3. Get your data right. Nine out of ten AI leaders are advanced in data management. But ensuring your data is in good shape is not enough; organizations should bring in a diverse set of data, such as psychographic, geospatial, and real-time data. The study found that combining different types of data can create a multiplier effect on AI returns.
4. Solve the human side of the equation. AI is as much about people as technology. AI leaders spend 27% of their AI budget on developing and hiring people, almost twice the percentage that AI beginners spend. They are also more apt to appoint specialists, such as Chief AI and Data Officers, to lead their AI initiatives. They outsource less and build internal teams more.
5. Adopt a culture of collaboration and learning. About 85% of companies that generate large AI returns work to ensure close collaboration between AI experts and business teams. AI leaders are better at providing non-data-scientists with AI skills. They also decentralize AI authority to help ensure that AI responsibility and expertise is distributed across their organizations.

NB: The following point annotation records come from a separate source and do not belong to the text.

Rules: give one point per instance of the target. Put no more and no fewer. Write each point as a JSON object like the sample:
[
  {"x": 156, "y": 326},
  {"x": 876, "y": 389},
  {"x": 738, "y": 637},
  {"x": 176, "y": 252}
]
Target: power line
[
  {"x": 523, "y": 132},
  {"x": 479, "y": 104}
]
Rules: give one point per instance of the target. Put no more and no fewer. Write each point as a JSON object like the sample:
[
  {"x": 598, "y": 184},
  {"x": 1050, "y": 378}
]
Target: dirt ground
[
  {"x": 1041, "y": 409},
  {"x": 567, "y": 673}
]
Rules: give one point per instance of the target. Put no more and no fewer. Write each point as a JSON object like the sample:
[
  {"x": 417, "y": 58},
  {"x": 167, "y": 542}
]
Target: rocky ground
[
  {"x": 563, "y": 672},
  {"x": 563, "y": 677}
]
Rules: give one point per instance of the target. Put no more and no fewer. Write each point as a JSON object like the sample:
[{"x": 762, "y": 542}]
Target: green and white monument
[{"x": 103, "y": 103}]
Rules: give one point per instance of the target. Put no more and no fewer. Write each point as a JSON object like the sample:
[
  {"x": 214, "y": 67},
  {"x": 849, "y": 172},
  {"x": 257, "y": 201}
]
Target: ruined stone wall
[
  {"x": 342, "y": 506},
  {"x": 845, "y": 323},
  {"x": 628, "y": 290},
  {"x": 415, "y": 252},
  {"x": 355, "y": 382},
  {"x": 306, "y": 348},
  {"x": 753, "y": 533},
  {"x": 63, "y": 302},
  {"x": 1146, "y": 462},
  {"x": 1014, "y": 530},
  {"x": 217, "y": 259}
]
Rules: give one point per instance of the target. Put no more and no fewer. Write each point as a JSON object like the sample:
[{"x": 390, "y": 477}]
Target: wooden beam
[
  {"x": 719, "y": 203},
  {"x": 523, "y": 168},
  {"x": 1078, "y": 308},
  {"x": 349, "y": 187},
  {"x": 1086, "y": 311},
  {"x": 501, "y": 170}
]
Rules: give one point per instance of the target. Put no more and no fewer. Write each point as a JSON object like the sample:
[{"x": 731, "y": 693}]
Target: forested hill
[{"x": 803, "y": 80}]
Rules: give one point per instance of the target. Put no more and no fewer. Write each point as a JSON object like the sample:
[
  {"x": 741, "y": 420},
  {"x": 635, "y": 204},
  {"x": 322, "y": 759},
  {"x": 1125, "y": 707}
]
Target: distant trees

“As the pandemic propels businesses into a digital-first world, AI will become a key driver of corporate growth and competitiveness. But building proficiency in AI is not easy,” said Lou Celi, ESI ThoughtLab CEO and program director for Driving ROI through AI. “AI is not a magic bullet. It can fail to deliver results if the wrong business case is selected, the data is prepared incorrectly, or the model is not built for scale.”